Lost Highway's Plot
Thomas Melle
melle at mail.utexas.edu
Mon Apr 28 04:58:36 CDT 1997
OK, I just took a quick look at the pync-l archives since I was wondering
about his new book and its releasing date - so I'm not hip to the lingo of
you all ("er - pardon me?"), since I quit pynchon list when I left Germany
a year ago.
But as far as I saw, Richard ROMEO claimed that LOST HIGHWAY did not have
any underlying reality, and no one gave any rejection to this. I saw LH
three times, and I am more than sure that there is, in fact, an underlying
plot (and that, by the way, the whole film is Lynch's masterpiece). I want
to outline this plot really quick, as I have destilled it from the apparent
nightmare (only the second half of the movie is a dream):
1) The key sentence of the film is the following one, spoken by Fred to one
of the police officers: "I like to remember things my way." That's what
Fred will do, after he is put to sleep by the drugs that the jail doctor
forces into his throat ("Now you will sleep"). From this point on, he
re-dreams the story of the murders he committed - in his way. You can call
it psychogenic fugue, if you will, but I think, good old Schizophrenia will
do as well.
2) He is married with Renee. Her past is bothering him, more, it is driving
him mad - she used to be a porn-actor. Deep inside, he is scared to not
really possess her (She will tell Pete (Fred's alter ego) that he will
never have her - after they have sex in the bright spotlight of a car). Her
past is the reason why he doesn't like cameras. In regularly reocurring
states of madness, however, he is filming himself and Renee in their bed.

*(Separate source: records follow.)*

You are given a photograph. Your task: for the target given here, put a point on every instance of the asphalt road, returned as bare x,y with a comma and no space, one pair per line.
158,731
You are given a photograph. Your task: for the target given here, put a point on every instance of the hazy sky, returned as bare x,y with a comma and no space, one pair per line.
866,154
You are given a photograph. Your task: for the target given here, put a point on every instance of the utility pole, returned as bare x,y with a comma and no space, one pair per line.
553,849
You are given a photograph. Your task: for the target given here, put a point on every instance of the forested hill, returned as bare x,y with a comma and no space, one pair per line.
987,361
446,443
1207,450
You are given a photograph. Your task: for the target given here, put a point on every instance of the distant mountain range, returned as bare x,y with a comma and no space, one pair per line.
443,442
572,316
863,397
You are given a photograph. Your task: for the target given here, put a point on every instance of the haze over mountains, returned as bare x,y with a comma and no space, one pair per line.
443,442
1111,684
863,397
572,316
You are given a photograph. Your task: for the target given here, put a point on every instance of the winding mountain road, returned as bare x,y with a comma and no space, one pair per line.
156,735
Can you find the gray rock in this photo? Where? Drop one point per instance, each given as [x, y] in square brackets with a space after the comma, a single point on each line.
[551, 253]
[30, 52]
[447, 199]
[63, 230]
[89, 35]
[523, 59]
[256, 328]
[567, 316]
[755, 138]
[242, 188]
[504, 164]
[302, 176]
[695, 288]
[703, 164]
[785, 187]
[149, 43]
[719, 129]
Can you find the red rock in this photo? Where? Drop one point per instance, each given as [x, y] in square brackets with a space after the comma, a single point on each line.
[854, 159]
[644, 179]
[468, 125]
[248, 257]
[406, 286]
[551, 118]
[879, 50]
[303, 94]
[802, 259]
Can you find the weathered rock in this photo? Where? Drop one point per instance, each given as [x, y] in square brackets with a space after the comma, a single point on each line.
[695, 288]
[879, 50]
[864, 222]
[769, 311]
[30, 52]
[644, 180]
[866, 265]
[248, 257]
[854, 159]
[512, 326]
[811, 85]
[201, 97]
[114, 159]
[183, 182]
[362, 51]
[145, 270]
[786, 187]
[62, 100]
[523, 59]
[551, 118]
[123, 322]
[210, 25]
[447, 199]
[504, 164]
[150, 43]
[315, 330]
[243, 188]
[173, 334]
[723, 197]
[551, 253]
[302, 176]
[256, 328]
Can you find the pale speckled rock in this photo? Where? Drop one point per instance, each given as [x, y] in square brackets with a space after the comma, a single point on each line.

Renees porno-producer was Dick Laurent. She still maintains a secret
relationship to Dick Laurent, mediated by party-gringo Bill dayton. While
Fred plays the sax in a club, she sleeps with Dick Laurent.
3) The chronology of the narrated evening is - perhaps - the following:
Fred asks if renee wants to join him to the club where he'll be playing.
She says she'll stay at home and read. ("Read? Read what?") In the club,
Fred watches Renee meeting Bill, then he worried sees them leave. He tries
to call at home, but no one responds.
Then he drives to the "Lost Highway" Hotel and knocks Dick Laurent down,
after his wife has slept with him and left. He will recall this scene two
times later in jail, under the influence of drugs, one time as himself, one
time as Pete. How he knows, where they are, why they are in the "Lost
Highway" hotel? I don't know. He takes Dick Laurent in his trunk out for a
ride. When Fred opens the trunk in the midst of nowhere, Dick has regained
consciousness - they fight. Fred wins and urges Dick to watch the old
pornos he produced, starring his wife, with his watchcam. Then he shoots
him. (A little deviation about the Mystery Man: He kills the man in Fred's
later remembrance of the scene - in general, this man is some kind of a
personification of Fred's "fugue" personality, and he partly blames him for
his deeds, a "demon" that whispers cruel commands into his ears...)
After that, Fred and Renee are on Bill's party. Renee is drunk and acts
obscenely. Fred gulps down two drinks and imagines the (brilliant)
conversation with the Mystery Man. After that, he asks Bill who that man
is. "A friend of Dick Laurent." - "Dick Laurent? But Dick Laurent is dead,
isn't he?" - He leaves the party with Renee. She explains how she made the
acquaintance of Bill - in unprecise terms ("just a job"). Later, this
conversation will be elaborated between Pete and blonde Renee. In this
night, Fred kills his wife with his videocam recording. He is put to jail
the other morning. He gets drugs in jail, since he acts weird and his head
causes great "pain". Then the transformation into Pete takes place in his
mind. Furtheron, the film mixes patches of the things that really happened
with Fred's new dreamed existence as Pete. --
4) Dick Laurent = Mr. Eddy, of course, but the connection is more profound:
He offers pornos to Pete, he threatens Pete that he will kill him, when
he'll touch blonde Renee. Pete (Fred) is not the "first man" in his beloved
girl...
5) Notice the similarity of Fred and Pete having sex. Note the cramped
sadness of it.
6) The license plates have supposedly a meaning, but I didn't get it yet,
or Lynch is just mocking around...
I know that there are still mysteries and things that fall out of the plot
I outlined, but that belongs to the conception of the film. Wouldn't it be
boring to explain it all away? LH is wide open to more interpretations.
Perhaps you want to watch the movie once again now, and detect more
connections and details, that point to a "real" plot behind the surface
structure of the film. The lamps (the lamp in Pete's room reflects the jail
neon light), the color of Rennes hair, the different faces cut into Fred's
face in the very last scene - there are a lot of things to discover. The
film is clearer and more structured than any of Lynch's films before. There
is more to this movie than dreams and modern fairies and monsters - to
label it away with "just another of those weird nightmare Lynchees" does no
justice to this unique masterpiece.
Take care now - and when the %%%% will M&D now be released??